Updated

Toronto FC will attempt to snap a seven-match winless streak at home on Wednesday when the club welcomes the Montreal Impact to BMO Field.

After winning its opening match at home this season, a 2-1 triumph over Sporting Kansas City at the Rogers Centre, TFC has failed to win any of its seven games at BMO, including a 1-0 defeat to Real Salt Lake last time out.

Yordany Alvarez scored the lone goal on the stroke of halftime for the visitors. And while TFC head coach Ryan Nelsen acknowledged that his side could have played better, he was most upset with the officiating after the match.

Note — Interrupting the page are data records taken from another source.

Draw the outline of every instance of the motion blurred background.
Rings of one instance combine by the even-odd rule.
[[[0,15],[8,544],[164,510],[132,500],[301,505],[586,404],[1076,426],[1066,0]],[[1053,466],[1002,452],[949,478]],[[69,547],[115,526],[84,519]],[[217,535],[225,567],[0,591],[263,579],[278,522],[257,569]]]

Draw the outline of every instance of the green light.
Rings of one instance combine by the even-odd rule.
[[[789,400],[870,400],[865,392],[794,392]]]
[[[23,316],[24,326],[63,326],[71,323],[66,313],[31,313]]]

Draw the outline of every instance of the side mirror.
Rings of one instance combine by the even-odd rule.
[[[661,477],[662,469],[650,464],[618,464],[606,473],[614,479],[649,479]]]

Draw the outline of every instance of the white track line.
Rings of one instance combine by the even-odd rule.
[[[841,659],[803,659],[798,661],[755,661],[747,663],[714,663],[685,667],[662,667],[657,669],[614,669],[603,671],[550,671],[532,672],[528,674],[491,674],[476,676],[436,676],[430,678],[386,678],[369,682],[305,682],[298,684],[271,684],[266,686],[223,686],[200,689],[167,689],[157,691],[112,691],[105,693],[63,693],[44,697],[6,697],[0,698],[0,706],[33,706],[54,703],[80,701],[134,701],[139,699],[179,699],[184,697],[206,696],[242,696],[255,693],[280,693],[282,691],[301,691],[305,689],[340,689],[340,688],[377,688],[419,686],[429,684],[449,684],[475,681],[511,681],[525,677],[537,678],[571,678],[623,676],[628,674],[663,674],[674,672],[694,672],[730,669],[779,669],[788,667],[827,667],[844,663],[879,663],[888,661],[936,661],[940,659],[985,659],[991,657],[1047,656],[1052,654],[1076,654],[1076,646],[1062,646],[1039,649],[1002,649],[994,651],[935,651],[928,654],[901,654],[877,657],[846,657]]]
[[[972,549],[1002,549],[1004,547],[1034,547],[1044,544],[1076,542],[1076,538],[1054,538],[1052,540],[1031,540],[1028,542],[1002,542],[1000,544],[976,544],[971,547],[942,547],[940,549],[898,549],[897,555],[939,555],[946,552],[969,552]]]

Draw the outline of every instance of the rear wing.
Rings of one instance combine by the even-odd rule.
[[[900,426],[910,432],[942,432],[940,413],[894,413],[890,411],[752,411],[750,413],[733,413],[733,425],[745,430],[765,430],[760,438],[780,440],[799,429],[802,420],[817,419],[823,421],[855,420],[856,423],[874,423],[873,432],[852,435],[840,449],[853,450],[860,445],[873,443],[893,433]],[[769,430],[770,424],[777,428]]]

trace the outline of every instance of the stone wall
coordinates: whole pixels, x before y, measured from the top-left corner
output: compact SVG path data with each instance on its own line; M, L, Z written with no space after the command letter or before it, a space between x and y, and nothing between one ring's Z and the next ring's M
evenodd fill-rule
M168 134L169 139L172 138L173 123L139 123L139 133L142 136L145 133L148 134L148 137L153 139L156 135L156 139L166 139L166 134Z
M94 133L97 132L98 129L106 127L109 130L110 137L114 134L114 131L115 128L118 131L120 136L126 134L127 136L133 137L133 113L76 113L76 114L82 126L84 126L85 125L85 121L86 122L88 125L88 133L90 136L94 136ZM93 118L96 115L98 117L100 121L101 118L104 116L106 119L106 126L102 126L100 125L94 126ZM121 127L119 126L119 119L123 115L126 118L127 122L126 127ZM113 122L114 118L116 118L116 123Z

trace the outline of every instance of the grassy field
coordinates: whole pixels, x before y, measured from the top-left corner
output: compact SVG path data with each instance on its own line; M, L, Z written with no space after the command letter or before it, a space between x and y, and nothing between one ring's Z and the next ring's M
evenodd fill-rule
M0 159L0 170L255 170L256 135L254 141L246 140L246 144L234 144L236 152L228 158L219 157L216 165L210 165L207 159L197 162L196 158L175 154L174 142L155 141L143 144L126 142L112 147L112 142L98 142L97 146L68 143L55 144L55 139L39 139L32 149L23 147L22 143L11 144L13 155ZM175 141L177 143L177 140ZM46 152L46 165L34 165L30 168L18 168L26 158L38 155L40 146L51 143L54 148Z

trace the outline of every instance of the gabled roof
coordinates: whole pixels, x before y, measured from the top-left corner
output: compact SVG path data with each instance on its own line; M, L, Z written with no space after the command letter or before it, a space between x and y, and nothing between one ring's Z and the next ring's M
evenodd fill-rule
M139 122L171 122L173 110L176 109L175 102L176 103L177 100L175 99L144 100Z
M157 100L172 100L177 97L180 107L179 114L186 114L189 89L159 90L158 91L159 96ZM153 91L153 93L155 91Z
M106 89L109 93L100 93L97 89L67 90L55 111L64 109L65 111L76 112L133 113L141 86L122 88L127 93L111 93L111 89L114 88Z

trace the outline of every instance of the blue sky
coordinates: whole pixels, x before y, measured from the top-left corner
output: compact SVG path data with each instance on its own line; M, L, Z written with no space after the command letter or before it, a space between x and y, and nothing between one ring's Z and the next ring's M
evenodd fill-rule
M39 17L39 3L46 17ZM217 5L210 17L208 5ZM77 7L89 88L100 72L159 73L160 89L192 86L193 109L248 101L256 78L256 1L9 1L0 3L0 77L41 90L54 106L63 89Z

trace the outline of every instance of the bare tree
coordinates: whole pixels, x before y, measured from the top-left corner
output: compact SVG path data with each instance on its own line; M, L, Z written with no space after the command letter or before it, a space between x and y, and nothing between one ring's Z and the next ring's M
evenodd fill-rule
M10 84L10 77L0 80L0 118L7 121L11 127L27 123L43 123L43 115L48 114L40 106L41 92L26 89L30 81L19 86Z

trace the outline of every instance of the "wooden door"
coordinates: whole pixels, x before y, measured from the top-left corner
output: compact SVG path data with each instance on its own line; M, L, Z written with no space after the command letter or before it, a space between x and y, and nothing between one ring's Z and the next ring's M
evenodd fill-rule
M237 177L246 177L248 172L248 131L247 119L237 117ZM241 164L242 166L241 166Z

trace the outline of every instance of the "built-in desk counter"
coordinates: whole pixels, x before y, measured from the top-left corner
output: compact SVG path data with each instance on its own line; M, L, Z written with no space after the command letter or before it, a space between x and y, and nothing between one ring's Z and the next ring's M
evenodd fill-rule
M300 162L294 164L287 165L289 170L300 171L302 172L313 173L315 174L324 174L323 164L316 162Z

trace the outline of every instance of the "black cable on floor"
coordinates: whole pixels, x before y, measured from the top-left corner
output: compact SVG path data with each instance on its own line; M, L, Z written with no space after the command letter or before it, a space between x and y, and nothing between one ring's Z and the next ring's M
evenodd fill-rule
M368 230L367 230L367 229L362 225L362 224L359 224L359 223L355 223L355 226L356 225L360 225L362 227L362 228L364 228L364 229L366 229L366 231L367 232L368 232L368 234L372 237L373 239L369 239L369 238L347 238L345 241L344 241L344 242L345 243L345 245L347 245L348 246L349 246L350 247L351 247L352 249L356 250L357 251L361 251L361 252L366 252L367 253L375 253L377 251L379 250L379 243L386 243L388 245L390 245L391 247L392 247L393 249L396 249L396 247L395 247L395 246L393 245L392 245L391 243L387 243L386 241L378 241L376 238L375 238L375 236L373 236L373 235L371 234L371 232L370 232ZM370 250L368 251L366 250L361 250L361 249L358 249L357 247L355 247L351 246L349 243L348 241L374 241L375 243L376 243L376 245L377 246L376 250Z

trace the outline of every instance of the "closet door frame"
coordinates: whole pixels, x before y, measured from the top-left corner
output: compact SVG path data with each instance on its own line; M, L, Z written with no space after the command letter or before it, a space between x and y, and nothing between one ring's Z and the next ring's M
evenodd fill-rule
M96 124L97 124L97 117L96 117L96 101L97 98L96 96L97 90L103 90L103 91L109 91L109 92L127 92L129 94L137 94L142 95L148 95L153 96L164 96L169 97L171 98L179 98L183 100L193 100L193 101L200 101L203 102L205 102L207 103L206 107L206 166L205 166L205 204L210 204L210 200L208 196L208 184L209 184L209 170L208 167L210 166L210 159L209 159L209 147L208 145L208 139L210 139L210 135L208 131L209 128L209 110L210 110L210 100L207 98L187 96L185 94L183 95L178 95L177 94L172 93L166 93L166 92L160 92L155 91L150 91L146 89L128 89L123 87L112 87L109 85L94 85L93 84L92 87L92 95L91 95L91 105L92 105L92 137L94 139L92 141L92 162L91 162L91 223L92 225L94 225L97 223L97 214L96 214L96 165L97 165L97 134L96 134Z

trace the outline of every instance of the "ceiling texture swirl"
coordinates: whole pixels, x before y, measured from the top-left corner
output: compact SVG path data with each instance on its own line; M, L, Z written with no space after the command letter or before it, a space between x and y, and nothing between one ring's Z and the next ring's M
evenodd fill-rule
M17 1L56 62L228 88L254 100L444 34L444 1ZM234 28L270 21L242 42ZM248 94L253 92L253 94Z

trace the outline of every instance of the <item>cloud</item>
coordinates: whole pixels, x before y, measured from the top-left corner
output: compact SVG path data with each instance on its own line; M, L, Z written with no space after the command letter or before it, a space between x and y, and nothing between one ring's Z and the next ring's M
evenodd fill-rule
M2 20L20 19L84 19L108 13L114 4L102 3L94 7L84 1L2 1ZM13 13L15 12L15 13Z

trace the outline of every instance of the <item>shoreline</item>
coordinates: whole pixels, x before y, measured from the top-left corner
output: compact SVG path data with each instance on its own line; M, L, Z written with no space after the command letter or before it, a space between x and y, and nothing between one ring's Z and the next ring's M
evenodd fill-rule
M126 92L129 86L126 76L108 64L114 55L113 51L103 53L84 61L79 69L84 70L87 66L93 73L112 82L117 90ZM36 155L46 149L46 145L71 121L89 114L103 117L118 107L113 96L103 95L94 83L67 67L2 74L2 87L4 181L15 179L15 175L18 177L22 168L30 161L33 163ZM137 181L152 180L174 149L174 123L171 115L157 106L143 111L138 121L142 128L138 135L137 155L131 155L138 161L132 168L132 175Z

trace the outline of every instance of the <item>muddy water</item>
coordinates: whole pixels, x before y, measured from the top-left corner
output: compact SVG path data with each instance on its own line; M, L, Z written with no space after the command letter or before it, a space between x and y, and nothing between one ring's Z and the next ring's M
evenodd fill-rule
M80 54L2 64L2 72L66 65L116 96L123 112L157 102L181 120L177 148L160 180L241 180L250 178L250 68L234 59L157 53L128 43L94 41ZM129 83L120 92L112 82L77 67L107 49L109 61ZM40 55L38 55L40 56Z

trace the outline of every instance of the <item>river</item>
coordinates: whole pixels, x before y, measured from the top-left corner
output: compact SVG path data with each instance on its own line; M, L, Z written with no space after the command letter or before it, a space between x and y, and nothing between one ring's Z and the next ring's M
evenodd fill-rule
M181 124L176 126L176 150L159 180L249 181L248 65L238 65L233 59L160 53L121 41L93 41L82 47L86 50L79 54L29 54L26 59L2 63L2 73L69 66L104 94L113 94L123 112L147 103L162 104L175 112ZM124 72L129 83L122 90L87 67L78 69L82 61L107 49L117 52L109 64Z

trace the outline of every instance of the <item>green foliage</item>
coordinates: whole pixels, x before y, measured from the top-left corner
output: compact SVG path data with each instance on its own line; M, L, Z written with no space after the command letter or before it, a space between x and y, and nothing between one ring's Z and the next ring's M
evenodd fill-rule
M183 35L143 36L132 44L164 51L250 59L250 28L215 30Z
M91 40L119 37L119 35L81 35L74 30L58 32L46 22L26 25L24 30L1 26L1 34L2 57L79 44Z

"In all honesty, I thought our performance was probably not as good as it has been in our last three or four games," Nelsen said at his press conference after the match. "In saying that, we had a stone-cold penalty and I was astonished why the referee did not give it."

The incident that upset Nelsen was a decision by referee Chris Penso not to award TFC a penalty kick after Toronto forward Jeremy Brockie went down under a challenge from RSL defender Nat Borchers.

Nelsen has become increasingly unhappy about the quality of officiating in matches involving his side, feeling as though the league is assigning inexperienced officials to Toronto games on a regular basis.

"I wonder, with these inexperienced referees, what the outcome would be with certain other teams running in on goal," Nelsen said. "I'm guessing it might have been a wee bit different. I just look for consistency. That's all I ask. I know it is a very tough job. I wouldn't want to do it, but they get paid to do it, so they have to be under the microscope as well."

Toronto enters the game second from the bottom in the Eastern Conference and just three points clear of last-place D.C. United.

Montreal, meanwhile, sits atop the East having won four of its last six games, although the team is coming off of a 4-3 defeat to Colorado in which the Rapids scored twice in the final 13 minutes to overturn a 3-2 deficit.

Daniele Paponi scored twice for the Impact to put the team ahead with less than 20 minutes to play. But Deshorn Brown equalized in the 77th for the Rapids and Tony Cascio took advantage of an error from Davy Arnaud to collect a turnover and score the winner in stoppage time.

After the match, Montreal head coach Marco Schallibaum was pleased with the effort of his team, but he felt they might have wanted to win too much, leading to individual mistakes.

"My team had intensity, heart and a will to win," Schallibaum said in his postgame press conference. "But individual mistakes cost us the tie, and they're a part of football. Maybe we wanted the win too much, but that's my team: we absolutely wanted the three points."